Jul. 1—DES MOINES — The Iowa Supreme Court will hear a case involving Wapello County and the removal of 16 vehicles from a property in 2019.

In April, the Iowa Court of Appeals ruled in favor of landowners Rita McNeal and Cliff McNeal by reversing a January 2021 district court judge who ruled the county had the authority to remove the vehicles.

The county requested further review by the Iowa Supreme Court, a request that was granted Friday.

The decision by the Iowa Court of Appeals revived a lawsuit the landowners filed against the county, arguing they had no authority to remove vehicles from their property in 2019.

The McNeals operate an auto repair shop in Ottumwa, but the land in question was zoned single-family residential. The county had told the McNeals as far as back 2002 that the property could not be used as a junk or salvage yard, according to court documents. In 2019, the county had acted on concerns over the condition of the McNeal property and the sides ultimately entered into a settlement agreement in April that year.

In reversing the district court decision, the appeals court found the term "derelict vehicle" is not defined in the settlement agreement, and neither is a definition contained in the county ordinance or Iowa law used to justify the county's action.
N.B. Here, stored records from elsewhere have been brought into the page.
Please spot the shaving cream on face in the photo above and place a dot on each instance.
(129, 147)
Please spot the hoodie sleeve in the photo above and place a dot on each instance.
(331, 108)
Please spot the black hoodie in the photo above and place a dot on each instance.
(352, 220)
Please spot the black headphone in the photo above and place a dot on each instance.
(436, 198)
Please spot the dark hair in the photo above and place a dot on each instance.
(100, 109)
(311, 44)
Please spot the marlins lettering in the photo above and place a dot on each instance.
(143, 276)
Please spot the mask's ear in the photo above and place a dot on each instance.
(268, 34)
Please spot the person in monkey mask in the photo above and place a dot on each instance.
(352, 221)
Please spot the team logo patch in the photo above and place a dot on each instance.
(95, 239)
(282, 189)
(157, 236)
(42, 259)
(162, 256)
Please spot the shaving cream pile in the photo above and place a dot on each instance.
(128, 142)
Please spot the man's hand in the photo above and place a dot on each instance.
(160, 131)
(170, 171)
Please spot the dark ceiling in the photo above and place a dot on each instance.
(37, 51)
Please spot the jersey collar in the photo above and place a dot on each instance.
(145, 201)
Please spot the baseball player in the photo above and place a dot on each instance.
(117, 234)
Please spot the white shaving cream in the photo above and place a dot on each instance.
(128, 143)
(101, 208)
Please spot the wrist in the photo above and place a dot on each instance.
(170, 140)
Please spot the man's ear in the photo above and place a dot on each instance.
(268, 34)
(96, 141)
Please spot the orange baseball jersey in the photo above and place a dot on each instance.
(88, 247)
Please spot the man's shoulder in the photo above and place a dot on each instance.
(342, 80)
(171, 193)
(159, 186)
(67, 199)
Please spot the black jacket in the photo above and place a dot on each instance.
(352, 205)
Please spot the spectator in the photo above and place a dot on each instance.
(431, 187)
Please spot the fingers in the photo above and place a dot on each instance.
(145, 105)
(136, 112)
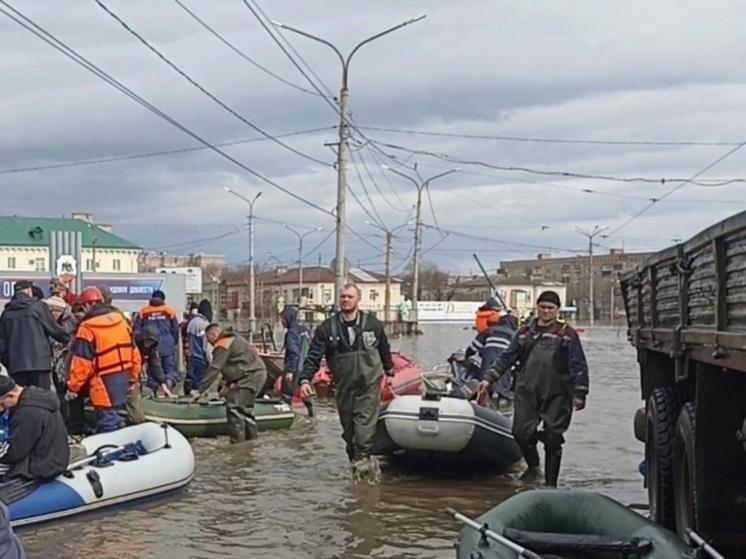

During oral arguments before the Iowa Court of Appeals, attorneys for Wapello County asserted that the definition of derelict is at the county's decision, arguing the purpose of the agreement was to clean the property to the satisfaction of the county.

"Assigning that level of unchecked authority to the county is inconsistent with the norms of contract interpretation," Iowa Court of Appeals Judge Mary Tabor wrote. She pointed to a decision from the case Power Eng. & Mfg. v. Krug Intern., in which the Iowa Supreme Court ruled that courts generally do not interpret a contract "in a manner that would put one part at the mercy of another."

The determination of derelict vehicles should have been determined between the parties, or through legal proceedings, Tabor wrote. Thus, awarding summary judgment to the county and dismissing the case was improper, the appeals court ruled.